Pemenang pertandingan akhirnya harus diputuskan lewat drama adu penalti. Penendang ke-6 Inggris, Gareth Southgate gagal menuntaskan tugasnya dengan baik. Köpke dengan mudah menahan tendangan penalti Southgate.
Penendang terakhir Jerman adalah Andreas Möller. Dengan meyakinkan, ia menendang bola ke arah tengah sedangkan David Seaman melompat ke kanan. Gol! Jerman kembali mengalahkan Inggris pada adu tendangan penalti.
Jerman masuk ke final dengan kondisi yang jauh dari sempurna. Andreas Möller dan Stefan Reuter tak bisa bermain di final akibat akumulasi kartu kuning. Beberapa pemain juga tidak berada dalam kondisi fit jelang laga final.
Pada sesi latihan sebelum final, Berti Vogts hanya memiliki 13 pemain dan tiga di antaranya adalah kiper. Bahkan Jerman juga mempersiapkan jersey untuk kedua kiper, Oliver Kahn dan Oliver Reck, menjaga kemungkinan keduanya harus bermain bukan sebagai kiper di final.

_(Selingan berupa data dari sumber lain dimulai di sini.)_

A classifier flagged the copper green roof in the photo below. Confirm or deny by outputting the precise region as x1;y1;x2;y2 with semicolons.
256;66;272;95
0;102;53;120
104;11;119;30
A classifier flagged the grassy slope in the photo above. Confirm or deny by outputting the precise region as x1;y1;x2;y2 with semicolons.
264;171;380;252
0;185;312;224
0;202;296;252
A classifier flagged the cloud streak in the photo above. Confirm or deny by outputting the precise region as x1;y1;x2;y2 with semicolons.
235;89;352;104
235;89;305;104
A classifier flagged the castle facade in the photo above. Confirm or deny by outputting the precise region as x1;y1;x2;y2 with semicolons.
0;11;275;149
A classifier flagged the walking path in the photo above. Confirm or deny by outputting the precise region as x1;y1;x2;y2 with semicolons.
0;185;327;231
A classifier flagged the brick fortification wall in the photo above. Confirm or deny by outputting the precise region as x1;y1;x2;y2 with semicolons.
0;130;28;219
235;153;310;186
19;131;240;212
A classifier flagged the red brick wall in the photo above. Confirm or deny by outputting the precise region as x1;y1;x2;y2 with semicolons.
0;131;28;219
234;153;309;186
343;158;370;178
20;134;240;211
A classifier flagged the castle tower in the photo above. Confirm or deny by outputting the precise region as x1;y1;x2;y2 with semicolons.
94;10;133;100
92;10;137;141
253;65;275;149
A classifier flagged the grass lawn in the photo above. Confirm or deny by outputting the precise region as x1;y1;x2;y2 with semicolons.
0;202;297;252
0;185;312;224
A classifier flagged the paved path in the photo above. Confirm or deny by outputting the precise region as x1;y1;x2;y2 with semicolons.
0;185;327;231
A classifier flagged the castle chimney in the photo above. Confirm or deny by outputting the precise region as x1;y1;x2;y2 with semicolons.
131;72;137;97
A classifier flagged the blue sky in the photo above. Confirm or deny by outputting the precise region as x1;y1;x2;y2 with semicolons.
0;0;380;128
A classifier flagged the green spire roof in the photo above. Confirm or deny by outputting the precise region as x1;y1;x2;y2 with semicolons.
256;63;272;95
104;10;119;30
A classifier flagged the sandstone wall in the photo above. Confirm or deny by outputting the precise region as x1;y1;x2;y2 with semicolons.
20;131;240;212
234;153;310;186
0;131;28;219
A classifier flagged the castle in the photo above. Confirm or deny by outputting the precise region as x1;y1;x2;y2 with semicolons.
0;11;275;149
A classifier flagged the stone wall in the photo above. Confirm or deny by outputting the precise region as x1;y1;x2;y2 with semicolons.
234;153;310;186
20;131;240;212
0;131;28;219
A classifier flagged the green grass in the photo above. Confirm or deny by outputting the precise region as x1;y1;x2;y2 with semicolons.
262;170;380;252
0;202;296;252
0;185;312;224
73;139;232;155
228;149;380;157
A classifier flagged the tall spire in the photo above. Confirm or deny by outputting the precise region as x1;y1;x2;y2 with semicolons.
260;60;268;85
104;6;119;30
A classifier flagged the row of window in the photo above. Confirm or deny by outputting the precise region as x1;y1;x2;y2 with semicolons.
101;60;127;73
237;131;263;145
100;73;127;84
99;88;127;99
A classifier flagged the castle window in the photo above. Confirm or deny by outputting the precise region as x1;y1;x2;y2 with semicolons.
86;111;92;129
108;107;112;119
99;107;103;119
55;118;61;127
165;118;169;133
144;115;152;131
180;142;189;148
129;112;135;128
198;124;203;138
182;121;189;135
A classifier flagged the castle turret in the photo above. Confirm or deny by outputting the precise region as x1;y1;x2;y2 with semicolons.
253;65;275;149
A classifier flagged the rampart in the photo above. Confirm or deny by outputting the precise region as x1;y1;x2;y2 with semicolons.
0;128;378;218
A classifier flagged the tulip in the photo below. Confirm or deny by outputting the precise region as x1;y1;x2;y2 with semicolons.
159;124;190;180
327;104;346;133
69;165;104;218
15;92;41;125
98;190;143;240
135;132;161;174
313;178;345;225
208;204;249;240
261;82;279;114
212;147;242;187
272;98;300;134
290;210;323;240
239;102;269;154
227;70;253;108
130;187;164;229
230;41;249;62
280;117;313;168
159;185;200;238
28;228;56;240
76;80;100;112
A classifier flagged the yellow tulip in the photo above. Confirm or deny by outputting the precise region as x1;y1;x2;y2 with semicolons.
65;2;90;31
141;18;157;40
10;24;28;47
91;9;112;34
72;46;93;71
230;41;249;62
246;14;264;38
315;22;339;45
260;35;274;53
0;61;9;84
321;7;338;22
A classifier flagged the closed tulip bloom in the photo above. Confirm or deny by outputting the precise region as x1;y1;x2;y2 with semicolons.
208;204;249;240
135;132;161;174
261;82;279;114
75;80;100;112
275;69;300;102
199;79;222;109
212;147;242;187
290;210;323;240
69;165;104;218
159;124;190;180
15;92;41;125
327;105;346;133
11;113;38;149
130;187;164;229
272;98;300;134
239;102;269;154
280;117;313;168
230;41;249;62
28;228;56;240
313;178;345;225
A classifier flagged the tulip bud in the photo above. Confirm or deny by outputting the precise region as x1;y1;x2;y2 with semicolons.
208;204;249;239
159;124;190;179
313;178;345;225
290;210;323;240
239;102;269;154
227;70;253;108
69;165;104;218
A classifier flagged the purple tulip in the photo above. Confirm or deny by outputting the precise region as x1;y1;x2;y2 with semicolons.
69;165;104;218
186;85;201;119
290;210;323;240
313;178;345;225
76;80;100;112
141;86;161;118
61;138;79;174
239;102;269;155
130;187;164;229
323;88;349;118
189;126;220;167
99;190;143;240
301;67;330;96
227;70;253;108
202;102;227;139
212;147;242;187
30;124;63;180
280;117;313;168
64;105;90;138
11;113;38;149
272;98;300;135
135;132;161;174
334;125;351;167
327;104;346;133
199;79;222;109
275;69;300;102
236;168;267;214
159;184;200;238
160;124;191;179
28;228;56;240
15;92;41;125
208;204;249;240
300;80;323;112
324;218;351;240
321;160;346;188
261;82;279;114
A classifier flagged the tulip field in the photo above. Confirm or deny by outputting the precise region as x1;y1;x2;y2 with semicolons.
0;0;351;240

Keseluruhan permainan Jerman di perhelatan Euro 1996 merupakan perwujudan dari slogan “the team is the star”. Bagaimana dengan tahun 2016? Apakah Jeder fuer Jeden (masing-masing untuk semua) bisa sungguh-sungguh mewarnai perjalanan Jerman di Prancis kali ini? Kita tunggu saja, pemirsa.